An international team of researchers has identified a new mechanism behind multisystem inflammatory syndrome in children (MIS-C) that potentially reveals why the condition occurs in those who have had COVID-19.
Pioneered by experts from the Columbia University Vagelos College of Physicians and Surgeons, the novel study has identified unique features of MIS in children, a complication of COVID-19 that is rare but can be deadly, with the research providing new insights into was causes the syndrome.
Mark Gorelik, the leader of the study and an assistant professor of paediatrics, commented: “One of the major unanswered questions about MIS-C is how, immunologically, the disease evolves from the initial infectious episode to the final, immune-mediated assault. One way to study this could be to identify what is unique about the inflammatory/immunologic response in MIS-C.”

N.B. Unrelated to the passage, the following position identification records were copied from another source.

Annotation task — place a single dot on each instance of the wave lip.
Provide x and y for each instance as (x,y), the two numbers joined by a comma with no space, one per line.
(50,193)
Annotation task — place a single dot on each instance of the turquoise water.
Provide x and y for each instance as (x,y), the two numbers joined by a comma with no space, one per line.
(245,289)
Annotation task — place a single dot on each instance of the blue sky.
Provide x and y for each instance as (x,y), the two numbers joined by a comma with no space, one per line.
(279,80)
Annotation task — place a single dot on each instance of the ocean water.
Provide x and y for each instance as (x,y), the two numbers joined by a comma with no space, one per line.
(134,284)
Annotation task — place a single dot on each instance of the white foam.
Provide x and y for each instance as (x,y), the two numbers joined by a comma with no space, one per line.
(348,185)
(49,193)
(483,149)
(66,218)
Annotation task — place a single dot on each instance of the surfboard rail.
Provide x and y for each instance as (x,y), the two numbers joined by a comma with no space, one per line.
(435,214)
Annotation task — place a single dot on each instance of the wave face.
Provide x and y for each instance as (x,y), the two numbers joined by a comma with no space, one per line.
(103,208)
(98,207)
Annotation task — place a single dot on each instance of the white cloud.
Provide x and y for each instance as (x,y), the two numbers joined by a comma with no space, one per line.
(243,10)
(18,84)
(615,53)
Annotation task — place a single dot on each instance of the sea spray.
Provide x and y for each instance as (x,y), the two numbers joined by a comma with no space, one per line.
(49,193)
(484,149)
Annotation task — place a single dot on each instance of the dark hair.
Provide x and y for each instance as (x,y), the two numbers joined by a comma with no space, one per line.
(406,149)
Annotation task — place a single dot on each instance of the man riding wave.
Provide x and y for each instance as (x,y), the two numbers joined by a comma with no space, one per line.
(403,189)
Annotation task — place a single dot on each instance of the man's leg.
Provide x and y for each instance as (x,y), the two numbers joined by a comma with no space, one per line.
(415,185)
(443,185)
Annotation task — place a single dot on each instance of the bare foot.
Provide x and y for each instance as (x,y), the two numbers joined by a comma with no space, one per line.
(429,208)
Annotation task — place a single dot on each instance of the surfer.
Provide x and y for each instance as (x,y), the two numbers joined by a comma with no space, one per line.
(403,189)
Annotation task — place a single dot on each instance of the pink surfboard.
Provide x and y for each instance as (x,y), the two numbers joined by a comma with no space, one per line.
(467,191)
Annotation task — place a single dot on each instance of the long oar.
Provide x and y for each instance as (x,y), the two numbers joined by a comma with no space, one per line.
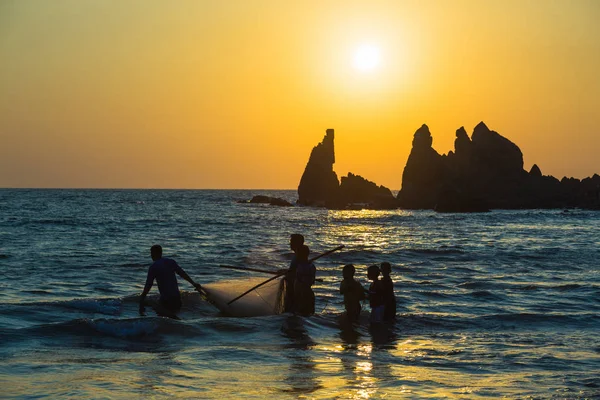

The findings of the study are published in the March issue of the Journal of Allergy and Clinical Immunology.
Analysing what causes MIS in children
Despite a range of earlier studies examining MIS-C patients’ immune and inflammatory responses, they have mainly investigated patients after they have started treatment, comparing results to healthy controls.
“To us, comparisons to healthy controls would not differentiate the basic inflammatory response to infection from the unique features of MIS-C, and, of course, treatment would muddy the waters,” says Gorelik.
To build a more comprehensive analysis, the researchers compared eight MIS-C patients with 14 individuals who had different febrile infections. The team employed immune cells and responses obtained from patients when they first attended the emergency department before they started to receive treatment. A clue to what causes MIS in children may be located in the various immune cells found in MIS-C patients compared with other patients.
Robert Winchester, MD, professor of medicine, pathology & cell biology, and paediatrics, said: “Only some cells were activated, which suggests that these cells are mistakenly directing the immune system to attack blood vessels in the body that had been damaged by the virus. These cells are drawn to the blood vessels because of the presence of the virus, but they appear to misidentify the culprit when they alert the rest of the immune system.”
Moreover, MIS in children also drives their natural killer cells – another type of immune cell – to exhaustion.
“They get to the point where they are no longer able to carry out their function properly,” Winchester added. “This is seen in some other inflammatory diseases and may offer a clue to treatment similar to those diseases.”
Enhancing MIS-C diagnostics
In addition, the researchers possibly ascertained a more rapid and efficient way of diagnosing MIS in children, which can be challenging to distinguish from other syndromes. They found that an inflammatory molecule known as interleukin-27 was significantly upregulated in patients with MIS-C but not in other febrile children.
Gorelik said: “This cytokine is poorly understood but has been associated with increased mortality in patients with serious blood infection or sepsis. If validated, these findings may allow researchers to run a simple, easily available test to readily confirm MIS-C in patients when they are in the emergency department.”
Finally, the team suggested that MIS in children and adult COVID-19 infection may be more similar than current research outlines.
“We noticed that several of our findings have also been reported in studies of adult patients with severe, late-stage COVID-19 infection. Perhaps—and this is highly speculative—what is unique to children is the ability to handle the initial viral infection more efficiently, and then a month or so later, they develop MIS-C. In contrast, adults are not able to suppress the initial viral infection. And then secondarily, in severe cases, a serious MIS-C-like immune response develops. In both adults and children, however, this second phase immune signature appears quite similar,” concluded Gorelik.